12.07.2007
Terre TV, la télé des générations futures
Vignette carbone indexée sur la puissance des véhicules, étiquette énergétique étendue aux matériaux de construction, crédits d’impôts pour les énergies renouvelables ouverts à un plus grand nombre… toutes ces propositions émanent d’un débat internet citoyen organisé par l’Ademe sur la maîtrise de l’énergie pendant plusieurs semaines. Terre.tv se fait l’écho de ces propositions dès maintenant et sur les conclusions de ce débat dès demain.

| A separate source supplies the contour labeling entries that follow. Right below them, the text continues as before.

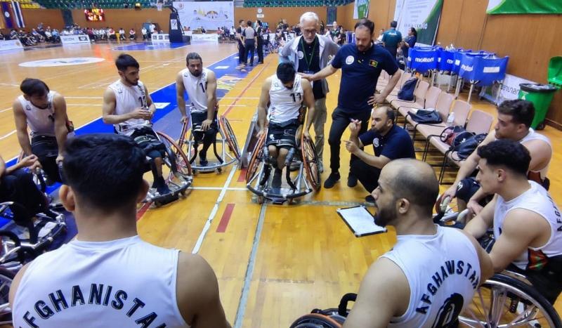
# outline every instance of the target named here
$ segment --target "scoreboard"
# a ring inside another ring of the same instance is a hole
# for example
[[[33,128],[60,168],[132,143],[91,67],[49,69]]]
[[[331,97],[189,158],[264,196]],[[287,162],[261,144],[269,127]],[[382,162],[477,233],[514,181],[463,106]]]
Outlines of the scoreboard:
[[[86,20],[89,22],[103,22],[105,20],[105,14],[103,13],[103,9],[100,8],[84,9],[84,13],[86,15]]]

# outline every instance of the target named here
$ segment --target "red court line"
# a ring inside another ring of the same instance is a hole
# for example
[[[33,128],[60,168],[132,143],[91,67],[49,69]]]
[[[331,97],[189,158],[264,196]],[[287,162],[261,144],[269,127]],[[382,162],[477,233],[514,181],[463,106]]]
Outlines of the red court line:
[[[236,98],[236,99],[234,100],[234,102],[233,102],[233,103],[231,103],[230,105],[228,105],[228,108],[227,108],[226,110],[224,112],[223,116],[226,116],[226,115],[228,114],[228,112],[230,112],[230,110],[233,109],[234,105],[236,105],[236,103],[238,102],[238,100],[240,100],[240,98],[242,97],[242,96],[244,96],[244,93],[245,93],[246,91],[248,90],[248,88],[250,86],[251,86],[251,85],[254,84],[254,81],[256,81],[256,79],[257,79],[258,77],[259,77],[259,75],[261,74],[261,72],[263,72],[263,70],[265,70],[266,67],[267,67],[268,66],[269,66],[269,63],[268,63],[267,64],[264,64],[263,65],[263,67],[261,67],[261,70],[260,70],[260,71],[258,72],[258,74],[256,74],[256,76],[254,77],[254,78],[251,79],[251,81],[250,81],[250,83],[249,83],[248,85],[247,85],[246,87],[244,88],[244,90],[242,90],[242,92],[240,93],[240,94],[238,95],[238,96]]]
[[[238,176],[237,182],[244,182],[246,181],[246,168],[240,170],[240,175]]]
[[[221,218],[221,222],[218,223],[218,226],[216,227],[217,232],[224,232],[226,231],[226,226],[228,225],[228,221],[230,221],[230,216],[233,215],[234,211],[234,203],[228,203],[226,204],[226,208],[223,213],[223,217]]]

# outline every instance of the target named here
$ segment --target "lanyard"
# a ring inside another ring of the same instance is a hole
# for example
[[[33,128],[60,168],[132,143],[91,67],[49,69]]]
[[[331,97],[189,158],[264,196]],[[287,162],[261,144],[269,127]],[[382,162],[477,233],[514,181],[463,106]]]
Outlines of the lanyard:
[[[311,70],[311,64],[312,64],[312,58],[314,56],[314,51],[316,50],[316,38],[314,38],[314,45],[312,47],[312,53],[311,53],[311,59],[308,60],[308,56],[306,55],[306,48],[305,47],[304,43],[304,38],[301,38],[301,42],[303,45],[303,54],[304,55],[304,61],[306,63],[306,67],[308,69],[308,70]]]

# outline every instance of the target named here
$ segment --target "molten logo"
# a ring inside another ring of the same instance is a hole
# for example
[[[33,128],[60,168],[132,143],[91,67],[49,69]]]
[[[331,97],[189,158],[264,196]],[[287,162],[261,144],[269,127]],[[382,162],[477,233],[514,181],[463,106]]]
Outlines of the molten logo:
[[[435,58],[433,57],[427,58],[416,58],[414,61],[416,63],[433,63]]]

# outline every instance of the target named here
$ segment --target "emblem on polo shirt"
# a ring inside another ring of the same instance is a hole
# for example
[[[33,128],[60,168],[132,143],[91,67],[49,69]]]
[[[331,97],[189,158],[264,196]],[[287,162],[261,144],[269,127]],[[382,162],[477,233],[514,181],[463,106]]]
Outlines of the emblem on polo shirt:
[[[350,55],[346,58],[346,64],[351,65],[353,63],[353,60],[355,60],[355,58],[353,58],[353,55]]]

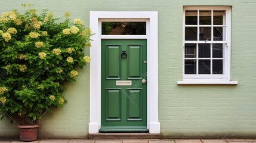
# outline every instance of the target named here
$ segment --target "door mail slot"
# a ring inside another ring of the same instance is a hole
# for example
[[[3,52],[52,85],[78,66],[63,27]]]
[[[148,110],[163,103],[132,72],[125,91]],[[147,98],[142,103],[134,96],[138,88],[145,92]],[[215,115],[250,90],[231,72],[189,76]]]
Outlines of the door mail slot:
[[[116,80],[116,86],[131,86],[131,80]]]

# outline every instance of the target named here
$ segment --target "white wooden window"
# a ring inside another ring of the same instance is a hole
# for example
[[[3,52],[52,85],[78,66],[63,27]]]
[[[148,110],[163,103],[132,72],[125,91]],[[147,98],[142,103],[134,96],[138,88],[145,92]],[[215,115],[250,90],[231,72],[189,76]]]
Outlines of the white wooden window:
[[[184,7],[183,81],[230,80],[230,7]]]

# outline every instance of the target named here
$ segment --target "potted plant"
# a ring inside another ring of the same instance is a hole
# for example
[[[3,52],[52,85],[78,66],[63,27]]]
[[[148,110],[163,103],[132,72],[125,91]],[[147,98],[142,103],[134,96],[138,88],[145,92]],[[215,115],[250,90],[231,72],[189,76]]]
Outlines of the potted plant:
[[[91,30],[70,15],[61,22],[47,10],[38,14],[29,8],[0,17],[0,114],[24,133],[21,141],[36,140],[44,115],[66,102],[63,85],[75,81],[76,68],[90,61],[84,50],[91,45]]]

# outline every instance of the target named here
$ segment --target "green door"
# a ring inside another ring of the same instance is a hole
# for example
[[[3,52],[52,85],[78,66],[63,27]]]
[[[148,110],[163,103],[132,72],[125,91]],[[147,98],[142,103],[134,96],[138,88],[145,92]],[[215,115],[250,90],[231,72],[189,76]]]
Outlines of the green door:
[[[146,40],[101,40],[100,131],[147,130],[146,80]]]

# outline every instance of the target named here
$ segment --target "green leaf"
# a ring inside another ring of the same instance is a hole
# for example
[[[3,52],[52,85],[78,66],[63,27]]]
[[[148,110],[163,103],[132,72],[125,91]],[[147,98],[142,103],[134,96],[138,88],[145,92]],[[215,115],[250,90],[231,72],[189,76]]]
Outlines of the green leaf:
[[[26,101],[27,101],[27,98],[23,98],[23,100],[22,100],[22,102],[24,102]]]

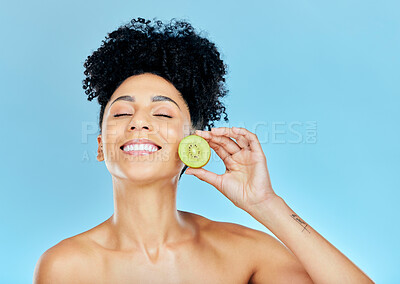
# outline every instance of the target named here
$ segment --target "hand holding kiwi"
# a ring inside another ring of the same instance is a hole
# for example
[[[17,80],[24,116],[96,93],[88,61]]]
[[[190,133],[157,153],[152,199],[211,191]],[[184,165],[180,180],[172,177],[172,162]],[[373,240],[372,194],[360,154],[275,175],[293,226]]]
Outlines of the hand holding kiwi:
[[[210,160],[210,147],[224,162],[224,174],[202,168]],[[196,135],[182,139],[178,152],[181,160],[190,167],[186,174],[213,185],[245,211],[249,212],[255,204],[277,197],[272,189],[261,144],[257,136],[245,128],[196,130]]]

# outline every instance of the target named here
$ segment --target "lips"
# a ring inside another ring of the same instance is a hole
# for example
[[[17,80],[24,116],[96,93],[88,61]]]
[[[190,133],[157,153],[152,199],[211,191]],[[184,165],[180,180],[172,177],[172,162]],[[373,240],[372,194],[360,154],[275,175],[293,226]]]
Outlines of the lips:
[[[119,148],[121,150],[124,150],[125,146],[134,145],[134,144],[152,144],[152,145],[156,146],[158,148],[158,150],[160,150],[162,148],[160,145],[156,144],[155,142],[153,142],[149,139],[145,139],[145,138],[129,140],[129,141],[125,142],[123,145],[121,145],[121,147],[119,147]]]

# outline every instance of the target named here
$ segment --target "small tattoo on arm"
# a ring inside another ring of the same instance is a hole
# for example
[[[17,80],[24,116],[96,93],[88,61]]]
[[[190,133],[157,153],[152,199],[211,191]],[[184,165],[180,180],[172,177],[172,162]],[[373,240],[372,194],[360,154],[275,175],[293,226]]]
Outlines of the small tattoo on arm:
[[[292,214],[292,215],[290,215],[290,217],[292,217],[293,220],[295,220],[297,223],[300,224],[300,226],[303,227],[302,232],[303,232],[304,230],[306,230],[306,231],[310,234],[310,232],[307,230],[307,226],[308,226],[307,223],[304,222],[303,220],[301,220],[299,216],[297,216],[296,214]]]

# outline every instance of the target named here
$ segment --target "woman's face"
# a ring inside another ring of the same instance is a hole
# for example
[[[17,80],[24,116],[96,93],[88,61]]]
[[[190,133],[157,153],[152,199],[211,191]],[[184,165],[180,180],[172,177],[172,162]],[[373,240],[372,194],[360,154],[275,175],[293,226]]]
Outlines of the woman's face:
[[[131,76],[106,105],[97,159],[105,160],[111,175],[121,179],[179,177],[184,164],[178,145],[192,131],[189,109],[170,82],[151,73]],[[137,147],[147,142],[133,139],[149,139],[158,150],[138,155]],[[139,145],[124,147],[132,142]]]

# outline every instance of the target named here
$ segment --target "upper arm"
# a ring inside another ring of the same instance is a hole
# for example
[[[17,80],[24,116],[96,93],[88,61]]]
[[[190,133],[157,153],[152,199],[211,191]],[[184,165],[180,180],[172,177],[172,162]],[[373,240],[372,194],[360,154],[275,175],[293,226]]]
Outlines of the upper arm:
[[[35,266],[34,284],[77,283],[76,251],[67,240],[45,251]]]
[[[255,272],[250,283],[313,283],[298,258],[281,242],[255,230]]]

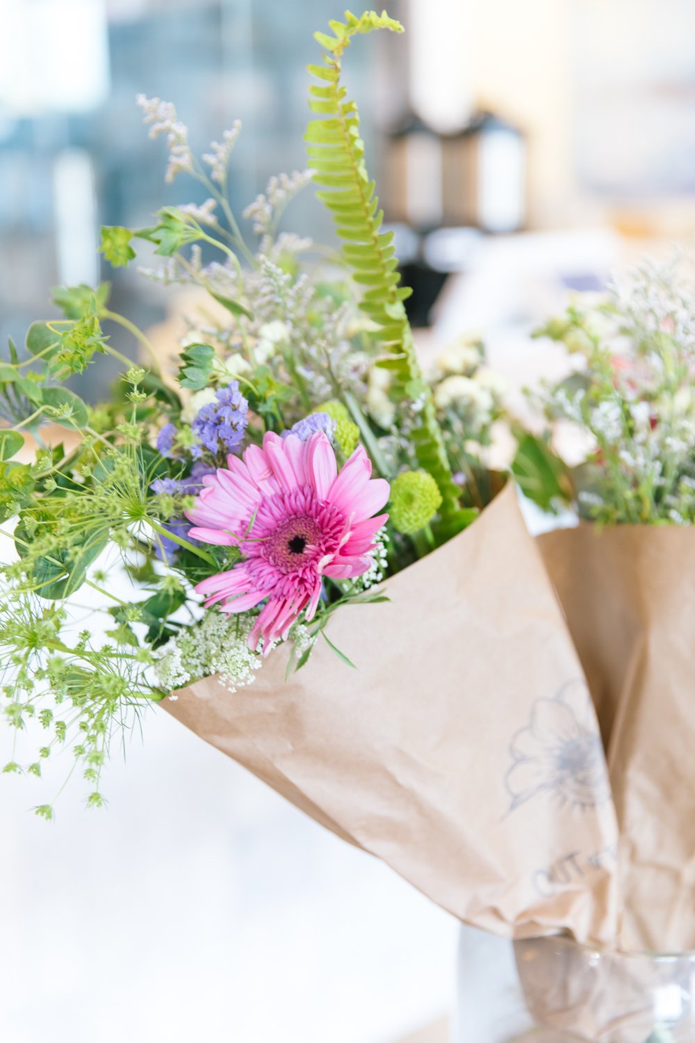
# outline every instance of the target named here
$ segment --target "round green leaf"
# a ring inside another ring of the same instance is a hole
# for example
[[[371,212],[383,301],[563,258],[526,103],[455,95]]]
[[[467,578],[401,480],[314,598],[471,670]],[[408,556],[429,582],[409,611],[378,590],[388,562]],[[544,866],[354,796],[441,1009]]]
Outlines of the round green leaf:
[[[53,423],[59,423],[63,428],[86,427],[90,419],[88,408],[74,391],[69,391],[68,388],[44,388],[43,397],[45,406],[53,406],[56,409],[69,406],[71,409],[70,417],[52,416],[50,413],[46,413],[44,414],[46,419],[50,419]]]
[[[19,431],[0,431],[0,460],[10,460],[24,445]]]
[[[31,323],[27,330],[25,343],[27,351],[30,351],[31,355],[39,355],[41,351],[45,351],[47,347],[51,346],[51,344],[55,345],[56,351],[60,346],[57,334],[54,334],[52,330],[49,330],[45,322]],[[46,351],[45,358],[52,354],[53,351]]]

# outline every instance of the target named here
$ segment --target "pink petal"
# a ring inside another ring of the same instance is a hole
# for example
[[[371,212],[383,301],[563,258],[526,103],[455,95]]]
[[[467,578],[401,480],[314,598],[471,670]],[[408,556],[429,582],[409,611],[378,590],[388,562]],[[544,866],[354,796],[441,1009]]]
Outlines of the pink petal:
[[[196,593],[214,593],[216,590],[224,590],[225,593],[248,590],[252,585],[248,569],[243,565],[234,565],[233,568],[225,573],[218,573],[216,576],[208,576],[201,580],[194,587]]]
[[[337,559],[332,564],[326,565],[324,568],[324,575],[329,576],[333,580],[351,580],[355,576],[362,576],[371,566],[372,559],[365,555],[358,558],[348,558],[345,561],[343,558]]]
[[[306,470],[319,500],[327,500],[328,491],[334,484],[338,474],[338,463],[333,447],[323,434],[317,431],[304,443],[306,453]],[[348,513],[348,512],[346,512]]]
[[[247,612],[249,608],[255,608],[266,595],[263,590],[249,590],[248,593],[238,595],[222,605],[223,612]]]
[[[341,548],[341,553],[344,555],[365,554],[367,549],[372,545],[376,533],[386,525],[388,517],[388,514],[377,514],[376,517],[366,518],[364,522],[357,522],[356,525],[353,525],[347,541]]]
[[[288,435],[284,439],[284,452],[290,458],[293,470],[299,485],[308,485],[309,476],[306,469],[306,451],[304,442],[297,435]]]
[[[370,479],[371,463],[362,445],[357,446],[328,492],[328,500],[346,515],[358,520],[378,511],[389,499],[391,487],[382,478]]]
[[[217,479],[220,483],[220,489],[233,504],[235,513],[245,511],[248,514],[253,514],[260,503],[260,493],[253,483],[246,481],[239,475],[232,475],[231,471],[224,470],[222,467],[217,472]]]
[[[321,598],[321,587],[322,587],[321,580],[318,580],[314,588],[314,592],[309,599],[308,605],[306,606],[305,618],[307,623],[309,623],[316,615],[316,610],[319,606],[319,599]]]
[[[279,491],[279,485],[273,476],[273,468],[268,457],[259,445],[249,445],[244,452],[244,463],[258,489],[266,496]]]
[[[290,457],[284,452],[284,442],[274,432],[269,431],[263,440],[266,458],[273,468],[278,485],[286,492],[297,488],[297,476]]]

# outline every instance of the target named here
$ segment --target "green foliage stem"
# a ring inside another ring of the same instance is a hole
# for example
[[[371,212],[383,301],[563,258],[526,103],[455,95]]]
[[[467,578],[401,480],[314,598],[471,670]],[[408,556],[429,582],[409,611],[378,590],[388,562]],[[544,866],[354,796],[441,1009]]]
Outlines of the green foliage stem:
[[[325,49],[324,65],[308,66],[321,81],[309,88],[309,107],[318,118],[309,121],[304,136],[308,163],[314,180],[322,186],[318,198],[330,211],[344,242],[345,261],[355,281],[366,287],[361,308],[377,328],[375,337],[384,351],[382,362],[392,375],[392,391],[401,401],[417,403],[418,422],[412,438],[420,466],[432,476],[442,494],[438,535],[448,538],[463,529],[471,515],[460,507],[461,492],[452,479],[431,390],[416,357],[403,305],[412,291],[399,286],[393,232],[380,231],[383,212],[367,173],[357,107],[346,100],[347,91],[341,83],[343,54],[355,34],[374,29],[402,32],[403,27],[386,11],[366,11],[362,18],[346,11],[345,22],[330,22],[330,28],[332,37],[315,33]]]

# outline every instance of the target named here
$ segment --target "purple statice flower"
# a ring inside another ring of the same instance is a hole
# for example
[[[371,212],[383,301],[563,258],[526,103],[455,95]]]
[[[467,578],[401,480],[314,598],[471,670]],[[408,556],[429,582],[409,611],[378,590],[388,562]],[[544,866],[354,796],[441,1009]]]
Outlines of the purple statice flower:
[[[155,478],[150,485],[150,489],[156,494],[166,493],[169,495],[195,495],[202,489],[202,480],[205,475],[214,475],[215,469],[215,467],[210,467],[206,463],[194,463],[191,468],[191,474],[187,475],[185,478]],[[189,536],[191,523],[187,522],[185,518],[170,518],[168,522],[163,522],[162,525],[167,532],[172,532],[175,536],[188,539],[190,543],[197,544],[199,542],[199,540]],[[180,543],[177,543],[175,539],[169,539],[167,536],[159,536],[157,538],[157,545],[154,553],[157,558],[165,561],[168,565],[171,565],[179,550]]]
[[[336,437],[336,421],[327,413],[309,413],[303,420],[297,420],[289,431],[283,431],[281,437],[297,435],[302,442],[315,435],[317,431],[322,431],[332,443]]]
[[[165,423],[164,428],[157,435],[157,452],[163,457],[170,457],[172,455],[175,437],[176,437],[176,428],[174,427],[174,425]]]
[[[198,410],[191,429],[210,453],[233,452],[244,440],[248,408],[239,390],[239,381],[232,381],[229,387],[218,390],[217,402]]]

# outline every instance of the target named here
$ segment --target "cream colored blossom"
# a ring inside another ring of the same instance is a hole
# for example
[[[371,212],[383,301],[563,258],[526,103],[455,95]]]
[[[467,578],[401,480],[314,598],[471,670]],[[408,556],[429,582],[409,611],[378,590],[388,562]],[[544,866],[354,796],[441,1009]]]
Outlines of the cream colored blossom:
[[[215,388],[203,388],[202,391],[194,392],[181,410],[181,419],[184,423],[193,423],[199,410],[203,406],[207,406],[210,402],[217,402]]]

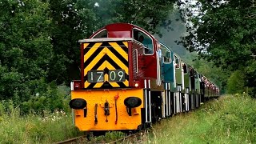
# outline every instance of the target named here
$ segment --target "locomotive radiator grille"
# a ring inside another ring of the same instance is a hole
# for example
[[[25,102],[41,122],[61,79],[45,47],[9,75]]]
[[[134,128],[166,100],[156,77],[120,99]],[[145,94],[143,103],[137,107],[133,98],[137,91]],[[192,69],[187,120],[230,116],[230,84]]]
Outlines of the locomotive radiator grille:
[[[83,43],[84,88],[129,86],[128,42]]]

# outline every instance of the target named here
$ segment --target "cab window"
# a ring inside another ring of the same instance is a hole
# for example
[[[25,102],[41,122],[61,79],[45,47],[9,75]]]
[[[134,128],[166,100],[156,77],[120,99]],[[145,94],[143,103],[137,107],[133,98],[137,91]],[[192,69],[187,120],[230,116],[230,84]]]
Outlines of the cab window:
[[[187,74],[187,66],[186,64],[184,62],[182,62],[182,69],[183,69],[183,72],[184,74]]]
[[[179,69],[179,66],[180,66],[179,58],[175,54],[174,54],[174,58],[175,58],[175,67],[176,69]]]
[[[162,51],[162,58],[164,63],[170,63],[172,62],[171,59],[171,53],[170,50],[166,47],[164,45],[161,45],[161,51]]]
[[[151,55],[154,54],[153,40],[146,33],[138,30],[133,30],[133,38],[143,44],[144,54]]]
[[[96,35],[93,37],[93,38],[107,38],[107,30],[106,29],[99,31]]]

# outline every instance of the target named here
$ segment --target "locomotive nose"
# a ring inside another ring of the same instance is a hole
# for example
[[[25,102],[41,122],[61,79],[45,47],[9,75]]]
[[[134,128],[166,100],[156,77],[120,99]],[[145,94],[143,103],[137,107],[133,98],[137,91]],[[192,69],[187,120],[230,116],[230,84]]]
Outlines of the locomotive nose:
[[[142,100],[137,97],[128,97],[125,99],[124,103],[126,107],[134,108],[142,104]]]
[[[70,106],[72,109],[78,110],[83,109],[86,106],[87,102],[86,100],[82,98],[74,98],[70,102]]]

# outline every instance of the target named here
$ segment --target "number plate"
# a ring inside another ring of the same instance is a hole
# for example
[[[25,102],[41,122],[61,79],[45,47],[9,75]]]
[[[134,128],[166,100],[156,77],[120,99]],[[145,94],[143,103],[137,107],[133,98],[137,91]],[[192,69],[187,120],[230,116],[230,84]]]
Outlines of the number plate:
[[[104,82],[104,71],[90,70],[87,74],[89,82]]]
[[[123,70],[114,70],[109,71],[110,82],[125,82],[126,72]]]

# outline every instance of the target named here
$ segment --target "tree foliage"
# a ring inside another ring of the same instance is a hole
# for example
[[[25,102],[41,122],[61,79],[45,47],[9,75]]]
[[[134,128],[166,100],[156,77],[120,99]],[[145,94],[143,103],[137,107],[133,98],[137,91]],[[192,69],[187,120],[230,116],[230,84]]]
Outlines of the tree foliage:
[[[171,2],[1,1],[0,100],[13,99],[22,110],[63,108],[57,86],[79,78],[79,39],[113,22],[156,32]]]
[[[181,2],[181,5],[187,3]],[[188,34],[183,45],[228,70],[246,71],[246,85],[255,86],[256,5],[253,1],[199,0],[183,9]],[[195,10],[197,12],[195,13]]]
[[[242,94],[245,91],[244,73],[240,70],[234,71],[227,81],[227,92],[229,94]]]
[[[0,2],[0,95],[24,101],[31,82],[48,75],[53,58],[48,6],[38,0]]]

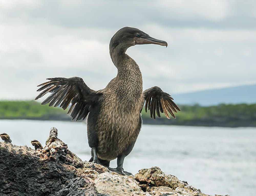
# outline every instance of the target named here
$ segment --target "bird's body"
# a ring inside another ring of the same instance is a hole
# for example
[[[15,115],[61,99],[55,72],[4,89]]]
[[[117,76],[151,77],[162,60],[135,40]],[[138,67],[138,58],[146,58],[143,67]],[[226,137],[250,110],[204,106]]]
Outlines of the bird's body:
[[[90,119],[94,115],[88,117],[89,128],[95,125],[99,140],[98,157],[103,160],[115,158],[134,142],[141,126],[140,112],[145,102],[141,74],[130,57],[123,63],[130,66],[119,70],[116,77],[99,91],[104,104],[99,107],[96,124]]]
[[[109,166],[110,161],[117,157],[118,167],[110,168],[123,174],[124,157],[130,153],[138,135],[142,123],[140,113],[146,102],[151,116],[155,118],[160,112],[170,118],[173,111],[180,110],[170,95],[157,87],[143,91],[142,76],[138,66],[125,54],[129,47],[136,44],[153,43],[167,46],[165,41],[152,38],[135,28],[124,27],[118,31],[110,41],[110,52],[118,70],[117,75],[106,87],[99,91],[90,89],[81,78],[55,78],[43,83],[38,91],[43,90],[36,99],[48,92],[51,94],[42,103],[50,103],[65,109],[72,120],[84,119],[89,113],[87,134],[92,148],[90,161]]]

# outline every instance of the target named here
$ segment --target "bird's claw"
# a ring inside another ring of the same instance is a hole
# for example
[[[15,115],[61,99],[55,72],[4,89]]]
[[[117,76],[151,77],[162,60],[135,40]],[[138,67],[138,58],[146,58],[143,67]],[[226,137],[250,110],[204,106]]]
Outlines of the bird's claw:
[[[123,175],[124,176],[125,176],[125,175],[126,176],[130,176],[131,175],[133,176],[133,175],[131,173],[128,172],[126,172],[126,171],[124,171],[123,169],[122,169],[122,168],[119,168],[118,167],[117,167],[116,168],[112,168],[111,167],[108,167],[108,168],[109,170],[112,172],[116,172],[118,174]]]

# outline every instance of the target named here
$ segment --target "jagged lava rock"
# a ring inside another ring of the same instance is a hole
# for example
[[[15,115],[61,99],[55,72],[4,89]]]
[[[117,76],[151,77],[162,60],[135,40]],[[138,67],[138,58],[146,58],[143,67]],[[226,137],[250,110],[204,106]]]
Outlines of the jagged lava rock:
[[[46,144],[34,150],[0,142],[0,195],[208,196],[157,167],[127,176],[83,162],[54,127]]]

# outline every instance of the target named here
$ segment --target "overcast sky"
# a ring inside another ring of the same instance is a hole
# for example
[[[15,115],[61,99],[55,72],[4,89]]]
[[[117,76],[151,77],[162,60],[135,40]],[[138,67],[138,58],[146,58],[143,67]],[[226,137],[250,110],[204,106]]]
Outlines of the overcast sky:
[[[171,94],[256,83],[256,1],[0,0],[0,99],[31,100],[49,77],[103,88],[113,35],[136,27],[168,43],[127,53],[144,89]]]

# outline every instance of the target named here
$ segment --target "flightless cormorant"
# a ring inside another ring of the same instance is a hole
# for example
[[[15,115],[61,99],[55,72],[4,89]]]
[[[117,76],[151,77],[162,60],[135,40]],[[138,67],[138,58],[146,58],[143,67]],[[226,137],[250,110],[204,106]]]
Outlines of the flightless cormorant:
[[[164,41],[150,37],[141,30],[125,27],[119,30],[110,40],[109,50],[118,70],[116,77],[106,87],[99,91],[89,88],[77,77],[48,78],[37,91],[43,91],[35,98],[47,93],[51,94],[42,103],[49,103],[66,109],[72,120],[87,119],[87,135],[91,148],[90,161],[108,167],[123,175],[132,174],[124,170],[124,158],[131,152],[141,126],[140,113],[145,102],[145,109],[151,118],[158,117],[160,112],[170,118],[174,112],[180,111],[168,93],[154,87],[144,91],[138,66],[125,54],[129,47],[137,44],[153,44],[167,47]],[[88,115],[89,114],[89,115]],[[117,158],[116,168],[109,167],[110,161]]]

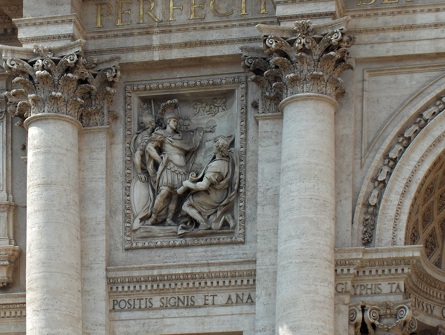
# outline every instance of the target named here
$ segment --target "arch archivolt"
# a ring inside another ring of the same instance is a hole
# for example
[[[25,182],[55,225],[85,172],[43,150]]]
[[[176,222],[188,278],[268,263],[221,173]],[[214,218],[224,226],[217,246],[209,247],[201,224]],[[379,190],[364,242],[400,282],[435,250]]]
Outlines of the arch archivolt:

Terre TV, la télé de la planète, la petite boule bleue sur laquelle il y a environ trois milliards et demi d'années, un hasard curieux laissait émerger ce que nous appelons la Vie.
Aujourd'hui, elle est en danger : désertification, destruction de la biodiversité, réchauffement, déforestation, moins d'un siècle de pollutions va amener davantage de changements climatiques et vitaux qu'il n'en est survenu en cent vingt cinq mille ans !
Et la prochaine carte de la planète vivante pourrait bien surprendre ses locataires...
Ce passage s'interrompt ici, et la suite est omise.